What is EMDR and how does it work?
Within each person there is physiological information processing system by which new experiences and information are processed and assimilated as healthy memories. The information is stored on networks that contain related thoughts, images, emotions and feelings.
Traumatic experiences and persistent unmet interpersonal needs during periods of development can produce blockages in the capacity to process information.
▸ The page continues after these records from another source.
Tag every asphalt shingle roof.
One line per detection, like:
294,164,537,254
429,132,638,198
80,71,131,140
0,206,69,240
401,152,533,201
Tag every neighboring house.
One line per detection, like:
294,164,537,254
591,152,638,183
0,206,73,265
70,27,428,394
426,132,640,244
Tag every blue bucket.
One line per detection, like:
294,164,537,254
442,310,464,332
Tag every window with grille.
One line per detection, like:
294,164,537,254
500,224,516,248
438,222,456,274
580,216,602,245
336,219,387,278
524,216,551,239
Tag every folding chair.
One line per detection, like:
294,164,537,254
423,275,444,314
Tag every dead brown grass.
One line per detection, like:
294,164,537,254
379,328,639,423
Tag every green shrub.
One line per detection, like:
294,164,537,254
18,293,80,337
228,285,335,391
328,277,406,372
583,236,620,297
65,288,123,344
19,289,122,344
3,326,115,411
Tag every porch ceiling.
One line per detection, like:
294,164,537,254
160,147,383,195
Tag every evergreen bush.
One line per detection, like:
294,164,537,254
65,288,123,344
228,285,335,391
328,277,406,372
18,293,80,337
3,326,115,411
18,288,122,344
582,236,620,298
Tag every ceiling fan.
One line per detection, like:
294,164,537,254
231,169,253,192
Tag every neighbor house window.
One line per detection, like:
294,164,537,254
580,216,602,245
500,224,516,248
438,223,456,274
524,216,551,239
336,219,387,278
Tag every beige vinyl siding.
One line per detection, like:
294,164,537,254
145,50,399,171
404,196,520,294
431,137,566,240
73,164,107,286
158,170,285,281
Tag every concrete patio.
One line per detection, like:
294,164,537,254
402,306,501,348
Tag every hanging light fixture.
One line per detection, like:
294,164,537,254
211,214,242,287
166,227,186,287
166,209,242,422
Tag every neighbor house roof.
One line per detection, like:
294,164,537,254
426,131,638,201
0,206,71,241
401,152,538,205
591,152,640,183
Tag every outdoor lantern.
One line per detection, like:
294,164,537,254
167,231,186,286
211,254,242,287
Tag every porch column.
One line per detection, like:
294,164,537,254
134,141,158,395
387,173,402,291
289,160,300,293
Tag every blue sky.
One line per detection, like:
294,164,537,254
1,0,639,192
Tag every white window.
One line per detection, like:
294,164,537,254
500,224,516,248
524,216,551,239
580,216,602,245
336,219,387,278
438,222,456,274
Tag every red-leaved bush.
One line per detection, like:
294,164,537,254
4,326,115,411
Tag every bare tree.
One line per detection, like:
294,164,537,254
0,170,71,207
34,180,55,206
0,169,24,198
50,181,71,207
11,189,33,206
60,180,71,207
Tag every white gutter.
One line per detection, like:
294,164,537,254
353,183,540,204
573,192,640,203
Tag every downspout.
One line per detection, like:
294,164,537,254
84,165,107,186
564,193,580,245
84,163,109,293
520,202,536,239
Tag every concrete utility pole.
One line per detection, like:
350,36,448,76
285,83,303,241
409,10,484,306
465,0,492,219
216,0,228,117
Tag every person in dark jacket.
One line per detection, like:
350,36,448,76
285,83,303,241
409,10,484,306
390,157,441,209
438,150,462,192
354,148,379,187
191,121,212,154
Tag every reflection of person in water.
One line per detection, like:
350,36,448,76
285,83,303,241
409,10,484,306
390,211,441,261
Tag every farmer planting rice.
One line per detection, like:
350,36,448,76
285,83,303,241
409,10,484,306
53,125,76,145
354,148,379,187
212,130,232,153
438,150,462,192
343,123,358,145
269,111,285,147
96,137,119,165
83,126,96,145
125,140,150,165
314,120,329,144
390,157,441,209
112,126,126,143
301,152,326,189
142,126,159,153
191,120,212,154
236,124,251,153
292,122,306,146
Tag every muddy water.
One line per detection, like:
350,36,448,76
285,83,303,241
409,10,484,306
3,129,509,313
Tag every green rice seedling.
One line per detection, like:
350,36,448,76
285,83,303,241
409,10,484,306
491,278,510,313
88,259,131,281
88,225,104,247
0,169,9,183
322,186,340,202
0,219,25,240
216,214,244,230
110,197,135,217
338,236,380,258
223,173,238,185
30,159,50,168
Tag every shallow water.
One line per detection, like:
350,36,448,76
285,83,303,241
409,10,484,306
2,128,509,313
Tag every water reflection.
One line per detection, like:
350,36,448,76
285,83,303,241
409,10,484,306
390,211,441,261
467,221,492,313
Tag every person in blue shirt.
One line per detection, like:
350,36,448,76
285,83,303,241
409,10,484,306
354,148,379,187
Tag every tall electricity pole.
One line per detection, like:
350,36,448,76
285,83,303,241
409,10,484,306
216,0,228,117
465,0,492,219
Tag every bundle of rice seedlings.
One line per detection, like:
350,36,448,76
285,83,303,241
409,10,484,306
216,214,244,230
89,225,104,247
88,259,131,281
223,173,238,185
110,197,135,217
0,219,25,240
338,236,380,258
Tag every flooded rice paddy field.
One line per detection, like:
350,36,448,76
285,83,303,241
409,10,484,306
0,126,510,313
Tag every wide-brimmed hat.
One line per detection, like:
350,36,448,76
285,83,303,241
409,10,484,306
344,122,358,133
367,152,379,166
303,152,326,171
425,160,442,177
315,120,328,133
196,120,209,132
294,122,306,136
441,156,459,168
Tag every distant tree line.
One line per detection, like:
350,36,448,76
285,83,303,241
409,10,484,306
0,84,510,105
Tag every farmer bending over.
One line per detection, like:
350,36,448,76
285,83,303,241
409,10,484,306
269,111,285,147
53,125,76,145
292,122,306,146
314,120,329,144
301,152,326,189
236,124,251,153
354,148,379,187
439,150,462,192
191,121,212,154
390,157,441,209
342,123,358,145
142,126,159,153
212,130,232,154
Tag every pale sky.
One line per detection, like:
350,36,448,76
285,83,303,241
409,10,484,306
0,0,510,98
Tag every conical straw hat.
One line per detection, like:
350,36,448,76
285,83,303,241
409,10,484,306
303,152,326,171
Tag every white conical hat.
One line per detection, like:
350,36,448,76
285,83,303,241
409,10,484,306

Therefore this information is stored in a dysfunctional manner in the brain. When stored information related to a traumatic experience is not fully processed, it cannot be used or integrated into the life of the individual. Consequently it produces reactions like fear, panic, sadness, repetitive dreams related to the experience, and flashbacks, among others.
When we perform EMDR, what we do is stimulate – through eye movements or other bilaterally stimulation- the information processing system. This helps the brain reorganize the dysfunctional information so the individual can assimilate the traumatic experience and be able to remember the event with the least possible pain. Thus, the memory ceases to affect in the present.